Yvon Deschamps' monologues were known for their unrelenting irony, and often buried a message that was completely opposite to what the stage character was saying literally. For Deschamps' first monologue, Les unions, qu'ossa donne?, he created an exploited worker who incarnated the Québécois self-image of a historic past as water-carriers and hewers of wood, and who remained resolutely blind to his exploitation at the hands of his "good" boss.
In the beginning, Yvon Deschamps' never-named "character" was distinguished by his spectacular naïvete, which served as a vehicle for Deschamps to tackle delicate subjects such as racism. In Nigger Black, for instance, the character recalled boyhood surprise upon learning that "Nègres" were no more nor less than human beings like him, neither better nor worse:
- Us, we had some on our street; they lived in the same houses we did, went to the same schools. Hey, even some of us had some, there were French-Canadian "nègres". One of 'em was in my class, his name was Robert. Hey, that was the first time I'd seen a "nègre" named Robert!

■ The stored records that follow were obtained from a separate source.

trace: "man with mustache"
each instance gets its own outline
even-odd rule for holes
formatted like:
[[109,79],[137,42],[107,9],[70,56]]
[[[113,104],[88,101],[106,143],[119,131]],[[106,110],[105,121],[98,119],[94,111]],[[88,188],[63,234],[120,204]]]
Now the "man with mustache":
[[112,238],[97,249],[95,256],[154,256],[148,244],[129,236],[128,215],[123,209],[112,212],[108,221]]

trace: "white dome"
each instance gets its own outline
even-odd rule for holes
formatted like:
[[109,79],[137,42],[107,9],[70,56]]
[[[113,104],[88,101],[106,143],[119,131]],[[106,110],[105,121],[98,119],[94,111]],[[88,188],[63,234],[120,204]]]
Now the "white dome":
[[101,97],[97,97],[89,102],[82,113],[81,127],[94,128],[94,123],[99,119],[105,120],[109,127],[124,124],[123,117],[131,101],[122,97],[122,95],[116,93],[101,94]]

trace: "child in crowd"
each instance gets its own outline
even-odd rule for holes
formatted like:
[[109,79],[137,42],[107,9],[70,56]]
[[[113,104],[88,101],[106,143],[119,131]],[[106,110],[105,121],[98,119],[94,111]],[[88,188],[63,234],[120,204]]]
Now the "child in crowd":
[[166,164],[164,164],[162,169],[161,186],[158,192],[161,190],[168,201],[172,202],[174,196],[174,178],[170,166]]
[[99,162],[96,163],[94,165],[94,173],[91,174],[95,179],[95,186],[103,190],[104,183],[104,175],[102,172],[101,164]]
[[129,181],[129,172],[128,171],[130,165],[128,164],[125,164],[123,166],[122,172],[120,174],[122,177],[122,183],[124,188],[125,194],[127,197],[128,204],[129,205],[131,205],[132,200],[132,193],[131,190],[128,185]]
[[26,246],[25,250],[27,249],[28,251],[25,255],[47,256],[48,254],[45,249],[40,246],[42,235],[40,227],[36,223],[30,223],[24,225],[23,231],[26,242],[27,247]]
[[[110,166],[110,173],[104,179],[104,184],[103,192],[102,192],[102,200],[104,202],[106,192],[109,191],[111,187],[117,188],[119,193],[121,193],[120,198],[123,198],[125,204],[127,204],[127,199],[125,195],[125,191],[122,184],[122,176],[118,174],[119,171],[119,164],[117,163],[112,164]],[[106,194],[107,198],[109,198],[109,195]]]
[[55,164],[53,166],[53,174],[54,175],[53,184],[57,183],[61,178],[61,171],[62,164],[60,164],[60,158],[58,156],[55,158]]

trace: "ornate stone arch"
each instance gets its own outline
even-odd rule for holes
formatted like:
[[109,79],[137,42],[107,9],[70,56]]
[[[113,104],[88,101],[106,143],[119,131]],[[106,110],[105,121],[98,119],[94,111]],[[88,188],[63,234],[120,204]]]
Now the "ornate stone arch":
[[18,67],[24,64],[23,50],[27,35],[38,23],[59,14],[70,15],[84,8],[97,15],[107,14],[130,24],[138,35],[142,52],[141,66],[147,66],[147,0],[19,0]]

But, very quickly, Deschamps felt the need to go further outside the usual boundaries. His character began to be more self-assured, his remarks more pointed:
- In 1972, I decided to write differently and to stage my theatrical shows. It was all about evoking different emotions in the audiences. Discomfort, too. I yelled at my musicians. I pretended to forget things for five minutes. I once even had the sprinklers go off during a show. Until the beginning of the 1980s, I figured I had to go as far as possible in my live shows. My audiences had seen everything. They left the show with their heads between their legs.
In L'intolérance, Deschamps tried something riskier: going beyond what his audience could possibly accept. The monologue started quietly, after a long introduction and a song (On va s'en sortir, We'll Manage), with the character warning the public against the dangers of intolerance, which had caused wars, massacres, genocides and other human follies—all that, punctuated with a diatribe against "faggots". Deschamps' character cited as an example the Biafra genocide, where intolerance had resulted in "millions of little niggers dying of hunger", adding that it didn't bother him too much since, after all, these were only "niggers". At the same time, Deschamps would hasten to add, intolerance had also killed "real people" -- the "almost Whites", which were the "Light Greys", by which he meant Jews.
- Six million Jews died because Hitler, he did some of that intolerance. He was nuts, a goddamn maniac, you know? Yeah, that guy, Hitler, he said that the Jews didn't smell right or dress right, and they had those braids, and they stunk and they didn't wash and they bought everything...
- I happen to know they're like that, but you can't kill them for that! Jews, you just make sure you don't have any around you have to deal with, that's all.
The monologue continued to unwind, and the character would explain how he had kicked a Jewish family out of their neighbourhood as a teenager, punctuated by exclamations of "damn dirty Jews". He would push and push until a member of the audience showed some sign of disgust. The character would at that point turn to the audience member and accuse him of showing the same intolerance he'd been warning the public about for the last twenty minutes. Deschamps' character would add that an army should really be mounted against the intolerants, ending the monologue with the sounds of a regiment marching, fading into a reprise of the opening song, On va s'en sortir.
Deschamps always admitted being a little bit frightened when he performed this monologue.